具有硅纳米晶壳层的银纳米颗粒及其抗菌活性。

Silver nanoparticles stabilized with a silicon nanocrystal shell and their antimicrobial activity.

作者信息

Inoue Asuka, Sugimoto Hiroshi, Fujii Minoru

机构信息

Department of Electrical and Electronic Engineering, Graduate School of Engineering, Kobe University Rokkodai, Nada Kobe 657-8501 Japan

出版信息

RSC Adv. 2019 May 15;9(27):15171-15176. doi: 10.1039/c9ra02559f. eCollection 2019 May 14.

DOI:10.1039/c9ra02559f

PMID:35514861

原文链接:https://pmc.ncbi.nlm.nih.gov/articles/PMC9064261/

Abstract

The antimicrobial activity of a hybrid nanoparticle (NP) composed of a silver (Ag) NP core decorated with silicon (Si) nanocrystals (NCs) on the exterior (Ag/Si NPs) is evaluated. The shell of Si NCs effectively protects the surface of Ag NPs, thus the particles are more stable in water and in air compared to conventional organic-capped Ag NPs.

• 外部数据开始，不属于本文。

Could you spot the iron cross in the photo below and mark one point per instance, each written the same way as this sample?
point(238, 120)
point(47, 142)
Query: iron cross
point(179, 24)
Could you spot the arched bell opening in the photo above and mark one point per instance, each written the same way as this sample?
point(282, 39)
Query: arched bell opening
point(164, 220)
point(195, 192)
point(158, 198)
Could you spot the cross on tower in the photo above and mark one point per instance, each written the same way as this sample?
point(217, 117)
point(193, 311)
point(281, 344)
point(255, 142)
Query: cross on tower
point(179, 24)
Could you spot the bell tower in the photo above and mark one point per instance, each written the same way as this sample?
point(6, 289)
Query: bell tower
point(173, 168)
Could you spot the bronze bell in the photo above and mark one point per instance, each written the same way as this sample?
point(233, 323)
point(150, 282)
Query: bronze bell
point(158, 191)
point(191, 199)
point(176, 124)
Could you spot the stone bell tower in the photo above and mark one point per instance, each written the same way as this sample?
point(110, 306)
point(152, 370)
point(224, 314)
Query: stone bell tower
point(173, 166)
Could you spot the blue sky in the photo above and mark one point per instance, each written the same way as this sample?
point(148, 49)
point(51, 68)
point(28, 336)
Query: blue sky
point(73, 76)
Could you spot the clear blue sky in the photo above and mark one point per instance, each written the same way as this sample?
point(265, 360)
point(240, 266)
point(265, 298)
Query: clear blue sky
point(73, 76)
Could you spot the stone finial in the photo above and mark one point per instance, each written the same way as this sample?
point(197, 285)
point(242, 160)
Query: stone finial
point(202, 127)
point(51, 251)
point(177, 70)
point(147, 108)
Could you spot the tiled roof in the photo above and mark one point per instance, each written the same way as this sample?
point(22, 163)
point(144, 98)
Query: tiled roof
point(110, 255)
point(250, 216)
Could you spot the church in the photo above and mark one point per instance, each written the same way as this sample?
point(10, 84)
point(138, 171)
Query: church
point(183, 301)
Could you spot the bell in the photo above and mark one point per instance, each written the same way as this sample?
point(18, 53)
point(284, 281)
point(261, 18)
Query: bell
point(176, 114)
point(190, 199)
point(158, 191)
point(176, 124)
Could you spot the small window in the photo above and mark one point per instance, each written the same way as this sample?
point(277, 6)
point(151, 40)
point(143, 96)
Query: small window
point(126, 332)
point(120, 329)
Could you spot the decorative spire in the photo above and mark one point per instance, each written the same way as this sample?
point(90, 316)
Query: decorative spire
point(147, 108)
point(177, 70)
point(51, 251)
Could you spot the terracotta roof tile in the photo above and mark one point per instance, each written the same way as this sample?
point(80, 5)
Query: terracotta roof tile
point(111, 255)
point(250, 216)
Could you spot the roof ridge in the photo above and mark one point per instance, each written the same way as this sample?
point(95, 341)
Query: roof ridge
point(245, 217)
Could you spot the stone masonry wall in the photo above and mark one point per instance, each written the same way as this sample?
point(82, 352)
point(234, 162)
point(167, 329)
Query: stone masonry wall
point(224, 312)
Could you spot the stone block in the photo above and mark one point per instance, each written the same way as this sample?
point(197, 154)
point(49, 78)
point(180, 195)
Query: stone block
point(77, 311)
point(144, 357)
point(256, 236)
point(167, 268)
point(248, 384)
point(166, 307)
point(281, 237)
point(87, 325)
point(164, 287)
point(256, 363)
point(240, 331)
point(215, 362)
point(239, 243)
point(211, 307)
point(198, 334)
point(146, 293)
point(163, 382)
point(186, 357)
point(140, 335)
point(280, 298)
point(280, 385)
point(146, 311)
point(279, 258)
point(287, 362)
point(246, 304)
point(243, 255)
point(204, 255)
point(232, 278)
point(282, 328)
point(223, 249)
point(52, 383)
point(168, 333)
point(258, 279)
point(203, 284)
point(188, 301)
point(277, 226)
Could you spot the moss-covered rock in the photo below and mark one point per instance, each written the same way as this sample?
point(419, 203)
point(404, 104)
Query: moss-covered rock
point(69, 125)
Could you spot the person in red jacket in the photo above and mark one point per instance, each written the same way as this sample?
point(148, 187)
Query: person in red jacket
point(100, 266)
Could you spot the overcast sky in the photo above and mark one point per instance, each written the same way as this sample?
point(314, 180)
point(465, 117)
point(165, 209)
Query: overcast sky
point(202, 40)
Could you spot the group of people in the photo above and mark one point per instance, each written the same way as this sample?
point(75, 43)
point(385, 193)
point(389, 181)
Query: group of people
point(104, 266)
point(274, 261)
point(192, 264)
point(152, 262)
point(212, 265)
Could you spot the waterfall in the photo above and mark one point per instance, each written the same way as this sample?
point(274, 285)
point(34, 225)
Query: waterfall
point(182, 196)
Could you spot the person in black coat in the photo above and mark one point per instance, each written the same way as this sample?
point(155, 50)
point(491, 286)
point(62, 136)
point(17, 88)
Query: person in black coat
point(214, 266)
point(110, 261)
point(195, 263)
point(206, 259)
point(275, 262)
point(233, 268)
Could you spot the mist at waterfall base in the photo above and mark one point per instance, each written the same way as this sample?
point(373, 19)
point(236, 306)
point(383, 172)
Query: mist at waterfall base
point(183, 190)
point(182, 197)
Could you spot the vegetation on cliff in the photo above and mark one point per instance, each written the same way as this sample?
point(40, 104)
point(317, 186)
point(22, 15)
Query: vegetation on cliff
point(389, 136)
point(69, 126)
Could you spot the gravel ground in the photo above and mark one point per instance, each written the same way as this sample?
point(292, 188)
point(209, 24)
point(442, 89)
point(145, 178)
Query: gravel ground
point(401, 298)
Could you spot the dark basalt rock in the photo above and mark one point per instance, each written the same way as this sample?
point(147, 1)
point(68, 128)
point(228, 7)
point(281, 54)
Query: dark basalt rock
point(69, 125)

The bacterial growth kinetic analysis reveals that the Si NC shell does not suppress the release of Ag ions from the Ag NP surface due probably to the porous structure. For the antimicrobial coating application, a thin film of the hybrid Ag/Si NPs is produced by drop coating the solution on a cover glass. Thanks to the Si NC shell, agglomeration of Ag NPs in the film is prevented and the film shows a very similar optical absorption spectrum to that of the solution. The film exhibits a larger zone of inhibition in an agar diffusion assay of compared to a film produced from organic-capped Ag NPs.

摘要

评估了一种杂化纳米颗粒（NP）的抗菌活性，该颗粒由银（Ag）NP核和外部装饰有硅（Si）纳米晶体（NCs）组成（Ag/Si NPs）。Si NCs壳有效地保护了Ag NPs的表面，因此与传统有机包覆的Ag NPs相比，这些颗粒在水和空气中更稳定。细菌生长动力学分析表明，Si NC壳可能由于多孔结构而不会抑制Ag离子从Ag NP表面的释放。对于抗菌涂层应用，通过将溶液滴涂在盖玻片上来制备杂化Ag/Si NPs薄膜。由于Si NC壳，防止了薄膜中Ag NPs的团聚，并且该薄膜显示出与溶液非常相似的光学吸收光谱。与由有机包覆的Ag NPs制成的薄膜相比，该薄膜在琼脂扩散试验中表现出更大的抑制圈。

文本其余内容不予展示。